One of my favorite courses during my Master's of Health Informatics has been Information Design and Visual Analytics. We learned basic principles of visual design, how to use Tableau for health data, and the importance of storytelling in communicating data. For my final project, I incorporated my work with World Spine Care while trying to make the massage accessible for a broader audience, not just healthcare workers.
Project Focus
Not enough attention is given to the burden of disability from low back and neck pain and the lack of public health funding to address these problems. Low back and neck pain are the leading cause of disability worldwide.1 Yet, musculoskeletal pain, in general, is an overlooked cause of disability and does not receive funding commensurate with its impact on population health. I’ve highlighted the importance of these conditions and demonstrated the economic incongruity of the development assistance for health (DAH) funding.
Background
What comes to mind when you think of global health? For most people, it is the number of people dying from infectious diseases, such as malaria or HIV. They may also think of deaths from cancer or heart disease, especially if they have lost loved ones to these non-communicable diseases.
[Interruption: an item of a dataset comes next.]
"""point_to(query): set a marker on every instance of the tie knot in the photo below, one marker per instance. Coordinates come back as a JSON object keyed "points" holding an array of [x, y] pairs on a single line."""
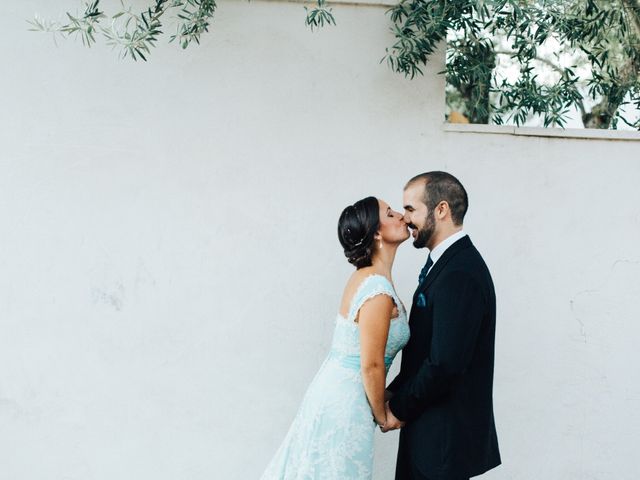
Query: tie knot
{"points": [[425, 270]]}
The tragedy is compounded when people die well before their life expectancy. Global health experts don’t just measure deaths but the years of life lost (YLLs) due to these conditions.
The suffering and disability patients experience before death can be overlooked. For days, weeks, months, and even years before succumbing to their illness, patients experience a significant decrease in their quality of life. This is measured as Years Lived with Disability (YLDs). Perhaps surprisingly, most disability does not arise from communicable diseases or chronic illness.
It can be challenging to compare conditions that cause both disability and death with conditions that are not deadly but have high levels of disability. To adjust for these differences, global health experts combined Years Lived with Disability with Years of Life Lost into a new metric called Disability-Adjusted Life Years (DALYs).2 When we look at the top 10 causes of DALYs, we see the conditions we would expect – child illness, heart disease, stroke – but a few surprising causes begin to emerge. Traffic accidents, for instance, cause significant death and disability. Even more surprising, low back pain is the 9th leading cause of DALYs.
If we remove death as an outcome and look more closely at YLDs, we see that the leading cause of disability worldwide is low back pain. The number of people experiencing low back pain has steadily increased over the past 30 years, as has the associated disability.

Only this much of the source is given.